The Northern One and I had made the decision to continue with the pregnancy, but in all honesty, that was mostly because I didn’t think I could go through with having a termination as opposed to actually wanting to be pregnant. I couldn’t see how I would cope with being a parent, and my visions of the future were filled with screaming babies, endless sleep deprivation and continually having to make sacrifices that I wasn’t ready to make.

I hadn’t really thought about the story that doctor told me until a few days ago when the Northern One and I took Squidge to the park to play on the swings. It was grey and drizzling, but I watched my wonderful little boy as he shrieked and giggled, tipping his head back and kicking his chubby little legs as the swing went higher and higher. The breeze blew through his hair, turning his little cheeks pink, and he looked like the happiest little boy in the whole world.

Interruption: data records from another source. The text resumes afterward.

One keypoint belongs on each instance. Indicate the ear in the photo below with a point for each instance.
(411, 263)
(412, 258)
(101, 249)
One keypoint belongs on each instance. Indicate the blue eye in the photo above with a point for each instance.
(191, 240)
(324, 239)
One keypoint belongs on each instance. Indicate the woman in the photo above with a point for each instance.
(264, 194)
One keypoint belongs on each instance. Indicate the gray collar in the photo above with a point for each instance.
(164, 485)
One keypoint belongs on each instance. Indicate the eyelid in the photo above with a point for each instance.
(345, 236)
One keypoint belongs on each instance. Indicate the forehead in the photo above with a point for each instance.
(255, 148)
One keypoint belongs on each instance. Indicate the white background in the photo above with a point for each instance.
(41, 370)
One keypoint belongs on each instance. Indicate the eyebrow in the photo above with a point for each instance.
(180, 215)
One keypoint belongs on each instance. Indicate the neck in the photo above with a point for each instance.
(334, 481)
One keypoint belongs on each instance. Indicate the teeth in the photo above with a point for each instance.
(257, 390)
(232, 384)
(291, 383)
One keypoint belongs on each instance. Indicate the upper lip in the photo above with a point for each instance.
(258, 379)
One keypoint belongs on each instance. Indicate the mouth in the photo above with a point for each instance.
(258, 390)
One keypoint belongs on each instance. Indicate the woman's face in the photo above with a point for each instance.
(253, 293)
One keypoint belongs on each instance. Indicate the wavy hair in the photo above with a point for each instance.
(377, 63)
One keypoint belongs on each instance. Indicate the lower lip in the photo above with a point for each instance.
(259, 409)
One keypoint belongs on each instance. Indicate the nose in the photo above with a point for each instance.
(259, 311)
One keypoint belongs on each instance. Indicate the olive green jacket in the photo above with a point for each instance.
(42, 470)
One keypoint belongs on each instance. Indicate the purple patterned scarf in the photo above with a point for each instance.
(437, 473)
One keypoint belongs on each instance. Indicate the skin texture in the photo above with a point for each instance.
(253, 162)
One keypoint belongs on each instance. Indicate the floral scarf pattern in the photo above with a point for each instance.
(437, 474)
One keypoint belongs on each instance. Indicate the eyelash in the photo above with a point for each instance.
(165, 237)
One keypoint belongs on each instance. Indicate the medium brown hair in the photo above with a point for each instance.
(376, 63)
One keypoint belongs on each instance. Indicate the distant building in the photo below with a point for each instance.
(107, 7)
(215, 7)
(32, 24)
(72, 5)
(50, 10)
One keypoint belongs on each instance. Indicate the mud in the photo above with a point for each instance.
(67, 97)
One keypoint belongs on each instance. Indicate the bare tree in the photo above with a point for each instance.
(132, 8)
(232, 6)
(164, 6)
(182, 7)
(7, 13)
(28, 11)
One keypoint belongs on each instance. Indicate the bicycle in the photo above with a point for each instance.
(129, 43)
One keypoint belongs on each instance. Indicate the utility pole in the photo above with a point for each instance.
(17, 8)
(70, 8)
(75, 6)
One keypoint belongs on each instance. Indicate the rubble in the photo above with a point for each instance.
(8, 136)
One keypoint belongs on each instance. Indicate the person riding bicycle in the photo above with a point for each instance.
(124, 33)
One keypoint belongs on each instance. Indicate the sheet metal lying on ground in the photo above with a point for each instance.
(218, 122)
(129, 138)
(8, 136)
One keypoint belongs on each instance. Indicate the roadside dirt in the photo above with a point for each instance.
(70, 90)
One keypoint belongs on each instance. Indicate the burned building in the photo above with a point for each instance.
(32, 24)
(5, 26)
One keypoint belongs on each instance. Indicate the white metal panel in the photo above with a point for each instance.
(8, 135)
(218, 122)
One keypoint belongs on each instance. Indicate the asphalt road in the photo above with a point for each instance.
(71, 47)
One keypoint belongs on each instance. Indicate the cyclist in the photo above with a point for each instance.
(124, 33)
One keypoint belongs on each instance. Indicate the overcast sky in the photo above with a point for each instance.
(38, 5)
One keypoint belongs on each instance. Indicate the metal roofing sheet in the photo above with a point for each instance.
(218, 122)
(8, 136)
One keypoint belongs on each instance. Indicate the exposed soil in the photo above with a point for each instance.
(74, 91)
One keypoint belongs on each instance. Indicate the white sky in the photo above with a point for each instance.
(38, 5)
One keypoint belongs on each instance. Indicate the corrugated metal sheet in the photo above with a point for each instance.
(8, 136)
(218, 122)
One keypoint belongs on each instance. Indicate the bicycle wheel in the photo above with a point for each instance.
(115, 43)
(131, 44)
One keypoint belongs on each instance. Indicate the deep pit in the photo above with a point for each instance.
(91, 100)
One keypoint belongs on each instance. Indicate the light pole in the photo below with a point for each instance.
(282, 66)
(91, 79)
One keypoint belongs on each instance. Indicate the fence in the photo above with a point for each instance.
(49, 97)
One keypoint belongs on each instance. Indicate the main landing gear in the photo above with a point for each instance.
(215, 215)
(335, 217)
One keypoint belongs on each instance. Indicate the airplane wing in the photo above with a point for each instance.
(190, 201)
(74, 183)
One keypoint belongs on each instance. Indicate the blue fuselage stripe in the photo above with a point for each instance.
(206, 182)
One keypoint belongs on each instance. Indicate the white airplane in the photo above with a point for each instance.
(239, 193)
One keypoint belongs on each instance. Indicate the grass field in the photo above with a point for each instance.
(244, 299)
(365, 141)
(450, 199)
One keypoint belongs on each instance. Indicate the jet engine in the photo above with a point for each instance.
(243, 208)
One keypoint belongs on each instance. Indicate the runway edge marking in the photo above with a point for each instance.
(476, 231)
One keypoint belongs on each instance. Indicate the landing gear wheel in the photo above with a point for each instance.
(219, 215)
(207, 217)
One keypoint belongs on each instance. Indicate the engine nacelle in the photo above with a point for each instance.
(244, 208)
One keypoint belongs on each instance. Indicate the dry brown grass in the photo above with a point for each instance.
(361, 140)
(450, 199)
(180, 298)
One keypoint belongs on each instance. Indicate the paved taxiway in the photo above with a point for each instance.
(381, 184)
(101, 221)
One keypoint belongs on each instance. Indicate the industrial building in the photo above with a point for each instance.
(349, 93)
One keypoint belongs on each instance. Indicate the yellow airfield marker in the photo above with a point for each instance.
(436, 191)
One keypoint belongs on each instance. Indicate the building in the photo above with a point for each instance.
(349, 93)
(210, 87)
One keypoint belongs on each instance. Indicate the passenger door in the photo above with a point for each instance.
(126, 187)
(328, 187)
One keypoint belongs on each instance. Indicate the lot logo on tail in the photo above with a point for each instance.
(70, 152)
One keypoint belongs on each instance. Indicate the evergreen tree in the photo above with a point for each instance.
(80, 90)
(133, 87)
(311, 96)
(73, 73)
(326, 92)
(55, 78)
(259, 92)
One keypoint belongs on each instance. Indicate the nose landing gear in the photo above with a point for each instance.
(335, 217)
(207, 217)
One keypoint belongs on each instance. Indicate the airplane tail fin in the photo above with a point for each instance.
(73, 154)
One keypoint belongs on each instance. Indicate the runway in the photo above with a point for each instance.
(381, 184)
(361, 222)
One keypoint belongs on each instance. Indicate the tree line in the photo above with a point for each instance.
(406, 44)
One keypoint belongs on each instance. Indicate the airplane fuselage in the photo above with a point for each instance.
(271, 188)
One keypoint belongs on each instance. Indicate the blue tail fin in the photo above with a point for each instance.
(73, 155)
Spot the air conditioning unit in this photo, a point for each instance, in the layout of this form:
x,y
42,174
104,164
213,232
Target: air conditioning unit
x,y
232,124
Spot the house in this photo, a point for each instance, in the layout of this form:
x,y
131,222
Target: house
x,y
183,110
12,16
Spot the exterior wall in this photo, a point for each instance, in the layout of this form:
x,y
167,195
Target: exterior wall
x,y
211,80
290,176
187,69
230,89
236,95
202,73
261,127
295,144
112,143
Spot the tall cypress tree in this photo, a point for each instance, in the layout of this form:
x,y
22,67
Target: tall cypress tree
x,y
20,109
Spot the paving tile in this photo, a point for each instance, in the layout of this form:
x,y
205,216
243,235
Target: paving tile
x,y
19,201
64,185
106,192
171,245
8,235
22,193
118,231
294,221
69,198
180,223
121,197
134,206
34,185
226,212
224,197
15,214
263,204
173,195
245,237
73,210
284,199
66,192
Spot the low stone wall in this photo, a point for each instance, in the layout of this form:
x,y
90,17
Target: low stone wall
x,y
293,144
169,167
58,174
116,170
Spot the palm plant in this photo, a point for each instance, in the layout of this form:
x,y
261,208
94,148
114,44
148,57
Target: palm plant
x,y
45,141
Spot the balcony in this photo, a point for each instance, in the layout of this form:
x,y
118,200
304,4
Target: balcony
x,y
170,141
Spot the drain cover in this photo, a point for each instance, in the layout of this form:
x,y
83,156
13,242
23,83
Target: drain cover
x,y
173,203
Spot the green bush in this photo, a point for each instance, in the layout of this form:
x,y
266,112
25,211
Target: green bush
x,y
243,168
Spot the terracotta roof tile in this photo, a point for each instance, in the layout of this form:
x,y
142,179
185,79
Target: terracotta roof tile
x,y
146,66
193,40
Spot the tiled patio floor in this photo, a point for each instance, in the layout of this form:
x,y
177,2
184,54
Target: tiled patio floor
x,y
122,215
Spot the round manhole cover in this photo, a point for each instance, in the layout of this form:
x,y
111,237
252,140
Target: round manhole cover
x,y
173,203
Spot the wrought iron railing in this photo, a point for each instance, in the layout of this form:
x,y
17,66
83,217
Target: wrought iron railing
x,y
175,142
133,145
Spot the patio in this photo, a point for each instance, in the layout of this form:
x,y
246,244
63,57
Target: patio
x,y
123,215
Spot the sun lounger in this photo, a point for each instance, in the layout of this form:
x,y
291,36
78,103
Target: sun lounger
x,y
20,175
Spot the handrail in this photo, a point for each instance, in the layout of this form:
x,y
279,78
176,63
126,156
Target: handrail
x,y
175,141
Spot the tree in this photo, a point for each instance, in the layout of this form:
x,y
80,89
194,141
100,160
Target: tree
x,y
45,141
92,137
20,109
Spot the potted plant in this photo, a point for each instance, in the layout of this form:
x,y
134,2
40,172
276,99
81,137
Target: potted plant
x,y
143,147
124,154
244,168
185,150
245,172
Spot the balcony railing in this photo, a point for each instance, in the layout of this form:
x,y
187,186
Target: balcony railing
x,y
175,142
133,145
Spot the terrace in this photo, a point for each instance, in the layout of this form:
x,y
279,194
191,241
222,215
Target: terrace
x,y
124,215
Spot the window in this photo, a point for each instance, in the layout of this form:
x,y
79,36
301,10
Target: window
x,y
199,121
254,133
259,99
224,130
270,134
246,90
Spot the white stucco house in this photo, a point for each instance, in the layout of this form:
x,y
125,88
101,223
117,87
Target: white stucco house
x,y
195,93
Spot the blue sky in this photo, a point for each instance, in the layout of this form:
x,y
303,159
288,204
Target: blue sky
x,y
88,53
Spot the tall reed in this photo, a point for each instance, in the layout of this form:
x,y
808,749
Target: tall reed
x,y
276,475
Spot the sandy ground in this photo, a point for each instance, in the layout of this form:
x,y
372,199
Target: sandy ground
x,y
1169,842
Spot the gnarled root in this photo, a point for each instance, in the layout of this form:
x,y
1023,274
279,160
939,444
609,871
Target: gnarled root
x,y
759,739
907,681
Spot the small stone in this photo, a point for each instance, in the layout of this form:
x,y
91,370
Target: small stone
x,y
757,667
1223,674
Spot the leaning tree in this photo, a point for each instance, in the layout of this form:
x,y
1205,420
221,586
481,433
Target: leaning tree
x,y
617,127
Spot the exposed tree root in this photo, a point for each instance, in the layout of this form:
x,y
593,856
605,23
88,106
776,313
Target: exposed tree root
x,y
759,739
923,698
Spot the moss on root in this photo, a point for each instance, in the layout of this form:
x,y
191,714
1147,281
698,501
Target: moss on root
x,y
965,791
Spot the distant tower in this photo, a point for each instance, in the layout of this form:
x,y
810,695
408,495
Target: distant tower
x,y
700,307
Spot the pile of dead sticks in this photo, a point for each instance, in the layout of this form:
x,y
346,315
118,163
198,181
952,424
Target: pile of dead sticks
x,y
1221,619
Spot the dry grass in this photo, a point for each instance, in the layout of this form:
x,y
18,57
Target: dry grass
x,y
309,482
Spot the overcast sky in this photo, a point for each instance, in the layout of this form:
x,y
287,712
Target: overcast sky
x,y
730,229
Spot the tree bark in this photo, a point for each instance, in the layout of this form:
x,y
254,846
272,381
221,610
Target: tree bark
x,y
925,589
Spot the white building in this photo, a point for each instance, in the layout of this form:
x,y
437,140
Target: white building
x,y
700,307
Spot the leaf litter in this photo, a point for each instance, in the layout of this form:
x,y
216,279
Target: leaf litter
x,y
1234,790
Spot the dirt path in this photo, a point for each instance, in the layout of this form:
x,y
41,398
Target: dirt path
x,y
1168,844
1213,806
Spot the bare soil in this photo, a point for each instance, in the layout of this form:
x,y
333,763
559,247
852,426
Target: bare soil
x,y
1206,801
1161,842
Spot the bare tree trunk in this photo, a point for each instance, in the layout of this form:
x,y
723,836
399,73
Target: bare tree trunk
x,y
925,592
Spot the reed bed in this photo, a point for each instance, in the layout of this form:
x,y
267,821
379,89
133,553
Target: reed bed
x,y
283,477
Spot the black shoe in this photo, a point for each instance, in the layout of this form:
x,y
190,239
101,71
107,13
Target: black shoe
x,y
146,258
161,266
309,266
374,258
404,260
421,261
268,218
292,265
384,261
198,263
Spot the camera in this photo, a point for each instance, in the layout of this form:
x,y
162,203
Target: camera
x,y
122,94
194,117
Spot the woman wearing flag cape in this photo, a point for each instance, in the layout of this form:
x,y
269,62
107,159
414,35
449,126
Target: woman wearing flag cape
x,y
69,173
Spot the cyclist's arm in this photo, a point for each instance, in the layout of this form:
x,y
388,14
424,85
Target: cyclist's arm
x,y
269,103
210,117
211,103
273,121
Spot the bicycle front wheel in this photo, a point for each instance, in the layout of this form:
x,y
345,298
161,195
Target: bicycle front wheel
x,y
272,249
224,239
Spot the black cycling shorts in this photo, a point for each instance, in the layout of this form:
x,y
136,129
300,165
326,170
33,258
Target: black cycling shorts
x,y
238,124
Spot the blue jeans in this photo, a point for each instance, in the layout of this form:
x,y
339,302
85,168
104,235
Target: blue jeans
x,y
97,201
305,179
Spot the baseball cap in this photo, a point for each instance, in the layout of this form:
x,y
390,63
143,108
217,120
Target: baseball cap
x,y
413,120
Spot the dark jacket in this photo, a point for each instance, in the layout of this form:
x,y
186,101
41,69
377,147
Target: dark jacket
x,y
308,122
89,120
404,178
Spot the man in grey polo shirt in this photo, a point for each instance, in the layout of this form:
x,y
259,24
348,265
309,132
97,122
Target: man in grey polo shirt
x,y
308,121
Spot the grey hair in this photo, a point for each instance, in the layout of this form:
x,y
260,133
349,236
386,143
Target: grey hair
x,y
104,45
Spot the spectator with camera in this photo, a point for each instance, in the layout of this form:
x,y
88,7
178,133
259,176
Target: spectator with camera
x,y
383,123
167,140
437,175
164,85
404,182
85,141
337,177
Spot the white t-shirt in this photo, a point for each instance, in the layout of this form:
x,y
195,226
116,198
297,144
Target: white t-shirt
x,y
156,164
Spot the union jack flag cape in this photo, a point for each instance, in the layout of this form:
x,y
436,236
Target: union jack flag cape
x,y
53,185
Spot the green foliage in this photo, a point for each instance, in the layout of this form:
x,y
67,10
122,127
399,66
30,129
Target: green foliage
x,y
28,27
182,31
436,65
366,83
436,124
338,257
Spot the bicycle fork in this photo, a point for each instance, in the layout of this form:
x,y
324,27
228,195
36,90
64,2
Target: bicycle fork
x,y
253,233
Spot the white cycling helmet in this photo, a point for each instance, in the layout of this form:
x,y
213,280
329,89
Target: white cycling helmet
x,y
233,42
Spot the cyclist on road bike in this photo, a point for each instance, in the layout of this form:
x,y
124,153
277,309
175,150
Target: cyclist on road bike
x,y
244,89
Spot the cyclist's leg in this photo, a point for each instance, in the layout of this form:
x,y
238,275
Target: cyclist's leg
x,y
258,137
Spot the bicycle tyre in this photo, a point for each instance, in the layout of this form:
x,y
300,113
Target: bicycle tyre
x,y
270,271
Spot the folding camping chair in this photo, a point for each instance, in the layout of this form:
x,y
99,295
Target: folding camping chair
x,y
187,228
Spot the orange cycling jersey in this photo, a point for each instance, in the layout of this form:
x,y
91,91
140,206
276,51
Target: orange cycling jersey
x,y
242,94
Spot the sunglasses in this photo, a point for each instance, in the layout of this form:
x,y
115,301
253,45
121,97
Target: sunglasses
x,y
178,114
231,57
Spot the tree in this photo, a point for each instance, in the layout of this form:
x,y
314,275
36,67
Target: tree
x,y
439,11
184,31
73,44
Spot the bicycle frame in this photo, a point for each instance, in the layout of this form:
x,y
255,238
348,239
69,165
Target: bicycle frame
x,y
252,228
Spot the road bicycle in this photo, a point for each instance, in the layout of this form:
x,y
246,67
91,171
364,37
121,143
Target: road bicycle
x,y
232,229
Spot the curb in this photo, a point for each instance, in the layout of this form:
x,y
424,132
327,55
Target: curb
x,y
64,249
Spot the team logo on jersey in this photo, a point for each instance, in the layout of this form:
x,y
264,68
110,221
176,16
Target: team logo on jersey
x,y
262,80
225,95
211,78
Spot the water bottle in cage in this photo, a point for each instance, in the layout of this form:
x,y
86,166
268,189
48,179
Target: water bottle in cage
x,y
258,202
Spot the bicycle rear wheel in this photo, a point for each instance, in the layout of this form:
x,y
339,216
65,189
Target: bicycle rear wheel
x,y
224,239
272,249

As I watched him, I realized something.

I was happy.

When the doctor told me that story I thought it was contrived, sentimental and quite possibly made up for the purposes of trying to convince me that I could be a mum. Now when I think about it, instead of three fictional strangers walking along the beach, I see the Northern One and me each holding one of Squidge’s hands and look of glee on his little face as he jumps and swings between us, splashing in the water and kicking up the sand.

Part of me wishes the doctor could see what I am finally able to, but then if I think about it, she probably already could.